Weź ze sobą swój własny zestaw słuchawkowy lub stopery. Przycisz ten hałas, a będziesz mógł dłużej wytrzymać. A gesty i mimika twojej partnerki, tak dobrze ci znane, i tak odczytasz bezbłędnie.
Kup bilet do kina
Istnieje szansa, że jeśli nie ograniczysz czasowo wypadu do sklepu, partnerka będzie chciała zajrzeć to jeszcze jednego butiku, który przeleje twoją czarę goryczy.
Kup bilety do kina np. na 16 i powiedz, że już nie możecie, bo nie zdążycie na seans. A tu jeszcze popcorn do kupienia, miejsca po ciemku do znalezienia.
Kino pozwoli wam też się zrelaksować i zapomnieć o drobnych nieuprzejmościach, których się wobec siebie dopuściliście w czasie tournée po galerii.
Znajdź dla siebie zajęcie
A może wcale nie jesteś jej potrzebny? Byłeś tylko kierowcą, a ona teraz ma swój plan na zwiedzanie centrum. Upewnij się, a potem zorganizuj sobie czas. Nie musicie przecież chodzić po tych samych sklepach. Idź do elektronicznego, na siłownię czy drogerii, a ona własnym szlakiem.
Macie ze sobą dzieci? Super. Na górze widziałeś salę zabaw, ty je tam zabierzesz, a ona będzie miała czas, żeby spokojnie wszystko po przymierzać. Rozmiary dzieciaków też zna, więc niech zgarnie i koszulki dla nich.
Nie jęcz
Twoje nastawienie do wyjścia na zakupy ustawia całą rodzinę. "A tatuś nie cierpi, kiedy chodzimy na zakupy. My też nie chcemy".
I tak zostaniesz tam zaciągnięty. I dzieciaki też. Więc po co wychodzić na starcie ze zwiędłą miną? Spróbuj pomyśleć o tym, jako o przygodzie. Choć wydaje ci się, że centrum handlowe to miejsce pełne nudnych, poważnych ludzi, to może być całkiem fajnym placem zabaw.

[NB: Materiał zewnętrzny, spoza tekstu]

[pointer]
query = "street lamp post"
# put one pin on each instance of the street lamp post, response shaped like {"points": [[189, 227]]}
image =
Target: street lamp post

Wszystkie sklepy meblowe, wnętrzarskie mają wybór zabawek dla dzieciaków, którymi można bawić się na miejscu. W niektórych centrach można wypożyczyć wózki-samochody dla dzieci. Zróbcie wyścig! Tylko uważajcie na przechodniów.
A jak jesteś sam, zajdź do sklepu, do którego nigdy nie zaglądałeś. Salon gier planszówkowych? Sam ty w sklepie z klockami? Luksusowe zegarki? Poczuj radość z kręcenia się po sklepie. Ona istnieje. Inaczej czemu kobiety spędzałyby tam tyle czasu?